交感神経の働きにより、心拍数が増えて動悸を感じる方が多くなります。


吐き気

消化管の運動は副交感神経がつかさどっています。交感神経が優位になることによって、副交感神経のはたらきが相対的に弱まり、消化不良や吐き気といった消化器系の不調が現れることがあります。


呂律が回らなくなる

口の周囲の筋肉が緊張し、こわばってしまうことによって、言葉の発音が明瞭でなってしまう場合があります。
緊張を緩和する方法


水を飲む

コップ一杯の水を飲む、ということも緊張を和らげてくれる場合がありますね。


深呼吸をする

深呼吸によって副交感神経を優位にする、非常に簡単で有効な方法です。


軽い運動する

運動を行うことで、交感神経と副交感神経のバランスをととのえ、また、緊張で凝りかたまった筋肉をほぐすこともできると思います。
緊張することが多い場合は社会不安障害かも?
ある決まった状況下、あるいは人の前で何かをするときに、非常に緊張し、同じ場面を繰り返して慣れていくどころか、そういった場を避けるようになってしまうようになる場合は、社会不安障害(SAD)であることもあるかもしれません。
緊張を医療機関で見てもらう場合
緊張によって、日常生活に支障が出る場合は、精神科で治療を行うことができます。
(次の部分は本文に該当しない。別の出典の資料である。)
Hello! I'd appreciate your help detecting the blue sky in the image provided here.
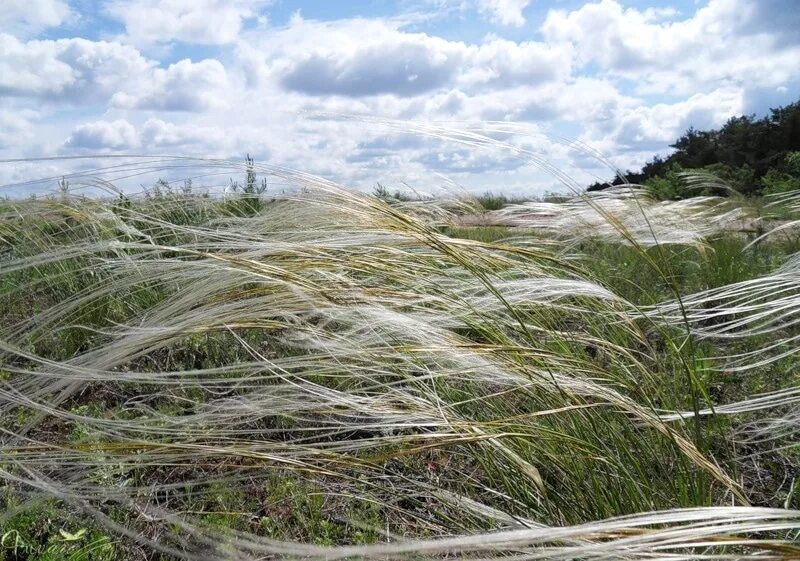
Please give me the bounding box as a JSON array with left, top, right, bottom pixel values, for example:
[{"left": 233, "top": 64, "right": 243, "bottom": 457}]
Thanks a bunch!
[{"left": 0, "top": 0, "right": 800, "bottom": 193}]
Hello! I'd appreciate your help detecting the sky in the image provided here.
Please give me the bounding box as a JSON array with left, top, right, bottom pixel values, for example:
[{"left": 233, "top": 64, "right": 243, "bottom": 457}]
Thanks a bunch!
[{"left": 0, "top": 0, "right": 800, "bottom": 194}]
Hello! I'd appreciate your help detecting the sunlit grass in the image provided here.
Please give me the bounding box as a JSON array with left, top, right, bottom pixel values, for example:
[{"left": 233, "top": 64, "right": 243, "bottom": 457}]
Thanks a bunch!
[{"left": 0, "top": 159, "right": 800, "bottom": 559}]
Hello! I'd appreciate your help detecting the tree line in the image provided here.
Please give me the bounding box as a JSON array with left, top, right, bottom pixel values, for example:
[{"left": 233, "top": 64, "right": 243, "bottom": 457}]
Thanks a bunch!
[{"left": 587, "top": 100, "right": 800, "bottom": 199}]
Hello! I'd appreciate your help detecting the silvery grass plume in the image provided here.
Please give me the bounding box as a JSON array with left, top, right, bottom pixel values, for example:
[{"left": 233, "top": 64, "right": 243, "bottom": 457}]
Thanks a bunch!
[
  {"left": 495, "top": 185, "right": 743, "bottom": 247},
  {"left": 646, "top": 187, "right": 800, "bottom": 450},
  {"left": 0, "top": 155, "right": 800, "bottom": 559}
]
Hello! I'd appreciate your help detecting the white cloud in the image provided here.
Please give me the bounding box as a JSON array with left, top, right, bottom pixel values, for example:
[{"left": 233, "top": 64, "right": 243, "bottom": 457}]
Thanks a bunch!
[
  {"left": 0, "top": 0, "right": 73, "bottom": 36},
  {"left": 582, "top": 88, "right": 744, "bottom": 164},
  {"left": 244, "top": 17, "right": 572, "bottom": 98},
  {"left": 106, "top": 0, "right": 270, "bottom": 45},
  {"left": 111, "top": 59, "right": 230, "bottom": 111},
  {"left": 477, "top": 0, "right": 531, "bottom": 27},
  {"left": 0, "top": 34, "right": 155, "bottom": 104},
  {"left": 64, "top": 119, "right": 139, "bottom": 151},
  {"left": 541, "top": 0, "right": 800, "bottom": 95},
  {"left": 0, "top": 109, "right": 40, "bottom": 148}
]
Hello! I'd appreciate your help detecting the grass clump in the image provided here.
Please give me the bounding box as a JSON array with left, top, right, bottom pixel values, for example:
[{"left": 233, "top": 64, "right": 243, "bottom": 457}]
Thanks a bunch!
[{"left": 0, "top": 155, "right": 800, "bottom": 559}]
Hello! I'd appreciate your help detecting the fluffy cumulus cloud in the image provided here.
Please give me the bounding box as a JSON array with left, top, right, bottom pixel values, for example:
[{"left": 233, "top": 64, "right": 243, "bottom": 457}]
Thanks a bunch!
[
  {"left": 64, "top": 119, "right": 139, "bottom": 151},
  {"left": 0, "top": 0, "right": 800, "bottom": 195},
  {"left": 111, "top": 59, "right": 230, "bottom": 111},
  {"left": 106, "top": 0, "right": 269, "bottom": 45},
  {"left": 248, "top": 18, "right": 572, "bottom": 98},
  {"left": 0, "top": 34, "right": 156, "bottom": 104}
]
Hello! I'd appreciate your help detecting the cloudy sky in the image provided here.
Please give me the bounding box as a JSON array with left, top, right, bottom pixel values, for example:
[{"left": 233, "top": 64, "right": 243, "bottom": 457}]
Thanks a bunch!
[{"left": 0, "top": 0, "right": 800, "bottom": 193}]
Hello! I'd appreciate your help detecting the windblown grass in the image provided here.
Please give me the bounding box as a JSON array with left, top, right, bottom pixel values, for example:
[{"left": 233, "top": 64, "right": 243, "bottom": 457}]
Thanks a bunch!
[{"left": 0, "top": 155, "right": 800, "bottom": 559}]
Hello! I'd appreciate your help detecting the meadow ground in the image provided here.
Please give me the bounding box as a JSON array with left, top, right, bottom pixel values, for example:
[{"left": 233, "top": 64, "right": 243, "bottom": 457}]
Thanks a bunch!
[{"left": 0, "top": 173, "right": 800, "bottom": 560}]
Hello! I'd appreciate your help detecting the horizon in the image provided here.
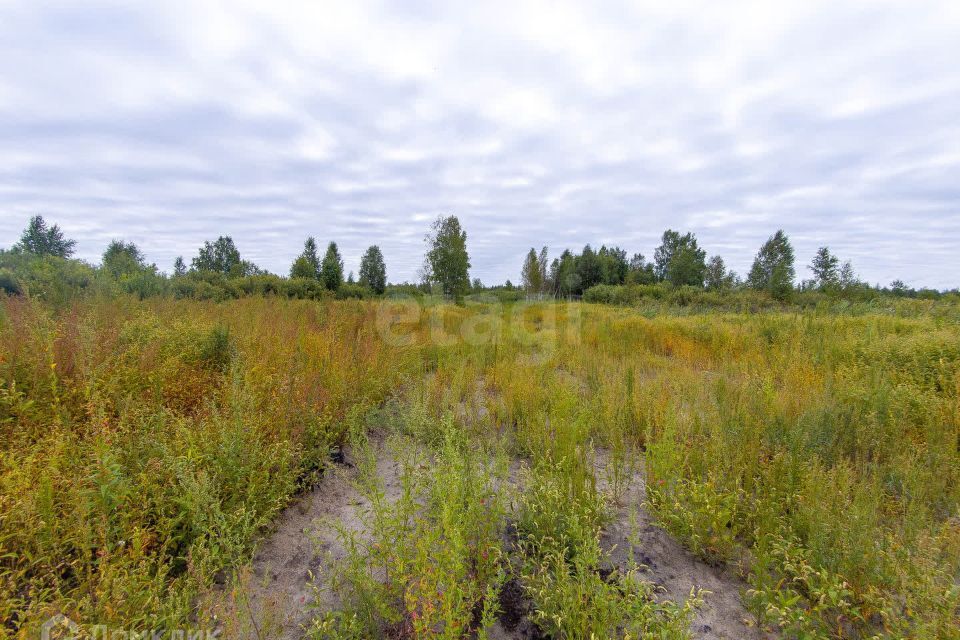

その患者さんの状態によって、薬物療法や認知行動療法などが行われます。
医師からのアドバイス
緊張は私たち誰しもが経験する事柄ではありますが、過度な緊張がある場合には社会生活に影響が出てしまう場合もあると思います。

多くの場合、自分なりの対処あるいは医療機関での治療によってある程度の改善が可能ですから、行ってみるといいですね。